If an organization now decides to transform customer interactions and to work with a CRM that can present nothing but formal, prefabricated offerings, the consequence will usually be that the program is gratefully acknowledged, but will not result in any change in the day-to-day work of the sales department. But by simultaneously replacing the technical support previously provided, the organization actually forces a conflict on itself: The old solution has gone but the planned new solution does not solve the problem – and the organization comes to a standstill.
Planning remains important, but not as a control element
Transformation also always means being humble in the face of the dynamics of collaboration, employees’ clever workarounds, and the powerful mechanisms of “grandfathering”, the impact of which is derived from the corporate culture. Luhmann is particularly radical in this respect and believes transformation can only be accompanied, not controlled.
At the same time, however, this does not mean “that it is better not to plan. A system manager would be ill-advised to sit back and merely observe the system”. Only once a plan exists can expectations be formulated as to how the structure of the organization will have to change and check if these expectations are correct. The question of how a company can better understand its own customer interactions leads to various consequential questions. For example, once you have abandoned control fantasies in the transformation process, you are forced to intensively examine the actual problem: What actual steps are there in route to a contract being signed? How far away is the routine of customer contact from the guidelines – and from what the company foresees on how customer contact can function? If the existing offerings only partially support the process, how could they be made better? And what can the company do to improve its sales department?
Even with more constructive questions, the differing interests of a sales department and a company’s top management will naturally continue to be influential factors.
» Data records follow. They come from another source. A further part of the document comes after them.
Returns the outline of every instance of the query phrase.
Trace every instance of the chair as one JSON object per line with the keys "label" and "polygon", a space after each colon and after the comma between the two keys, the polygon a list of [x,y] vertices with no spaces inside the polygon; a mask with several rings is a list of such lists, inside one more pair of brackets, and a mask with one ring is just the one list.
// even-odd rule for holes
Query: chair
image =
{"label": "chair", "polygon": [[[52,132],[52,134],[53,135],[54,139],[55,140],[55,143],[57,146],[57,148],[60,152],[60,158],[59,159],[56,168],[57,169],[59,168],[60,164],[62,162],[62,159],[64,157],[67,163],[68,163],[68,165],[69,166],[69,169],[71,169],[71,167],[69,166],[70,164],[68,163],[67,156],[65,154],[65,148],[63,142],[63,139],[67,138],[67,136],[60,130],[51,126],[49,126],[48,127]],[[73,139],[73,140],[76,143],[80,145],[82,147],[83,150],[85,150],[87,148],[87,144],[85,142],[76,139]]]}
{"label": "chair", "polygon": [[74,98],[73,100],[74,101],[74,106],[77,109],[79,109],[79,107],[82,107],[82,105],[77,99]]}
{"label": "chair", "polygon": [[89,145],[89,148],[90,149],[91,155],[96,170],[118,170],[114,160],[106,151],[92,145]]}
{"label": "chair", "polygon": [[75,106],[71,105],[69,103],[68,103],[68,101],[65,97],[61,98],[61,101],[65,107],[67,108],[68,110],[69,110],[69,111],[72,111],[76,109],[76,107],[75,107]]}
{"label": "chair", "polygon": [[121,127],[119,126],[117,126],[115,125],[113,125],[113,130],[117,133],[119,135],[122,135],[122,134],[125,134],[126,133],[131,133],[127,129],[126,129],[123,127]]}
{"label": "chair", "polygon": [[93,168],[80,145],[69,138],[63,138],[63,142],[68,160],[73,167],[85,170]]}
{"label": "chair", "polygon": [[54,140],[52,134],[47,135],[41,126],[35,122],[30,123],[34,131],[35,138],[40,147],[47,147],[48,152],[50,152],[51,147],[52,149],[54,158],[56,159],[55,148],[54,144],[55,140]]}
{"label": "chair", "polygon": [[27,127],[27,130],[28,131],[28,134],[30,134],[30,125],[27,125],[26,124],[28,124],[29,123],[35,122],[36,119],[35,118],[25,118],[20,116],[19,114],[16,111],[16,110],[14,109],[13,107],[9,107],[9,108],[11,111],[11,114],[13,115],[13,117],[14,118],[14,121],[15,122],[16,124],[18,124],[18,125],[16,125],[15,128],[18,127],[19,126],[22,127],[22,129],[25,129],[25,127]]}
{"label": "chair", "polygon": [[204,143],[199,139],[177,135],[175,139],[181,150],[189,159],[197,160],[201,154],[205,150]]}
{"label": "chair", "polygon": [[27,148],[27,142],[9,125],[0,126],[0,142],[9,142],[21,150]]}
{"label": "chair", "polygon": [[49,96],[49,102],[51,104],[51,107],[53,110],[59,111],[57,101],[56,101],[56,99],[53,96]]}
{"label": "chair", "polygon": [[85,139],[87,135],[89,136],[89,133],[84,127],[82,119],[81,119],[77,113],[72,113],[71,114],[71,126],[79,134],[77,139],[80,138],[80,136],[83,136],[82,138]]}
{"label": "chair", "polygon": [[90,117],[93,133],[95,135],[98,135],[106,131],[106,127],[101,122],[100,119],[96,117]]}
Centralizing knowledge and ensuring members of the organization are interchangeable – or put more diplomatically, facilitating training of replacements should employees need replacing – is one aspect of smart organizational design. Moreover, that sales personnel do not want to have their knowledge stolen is only logical. It is not only contacts, but also good processes that determine an employee’s market value in this industry. A transformation that is to succeed cannot merely honor the top-down logic.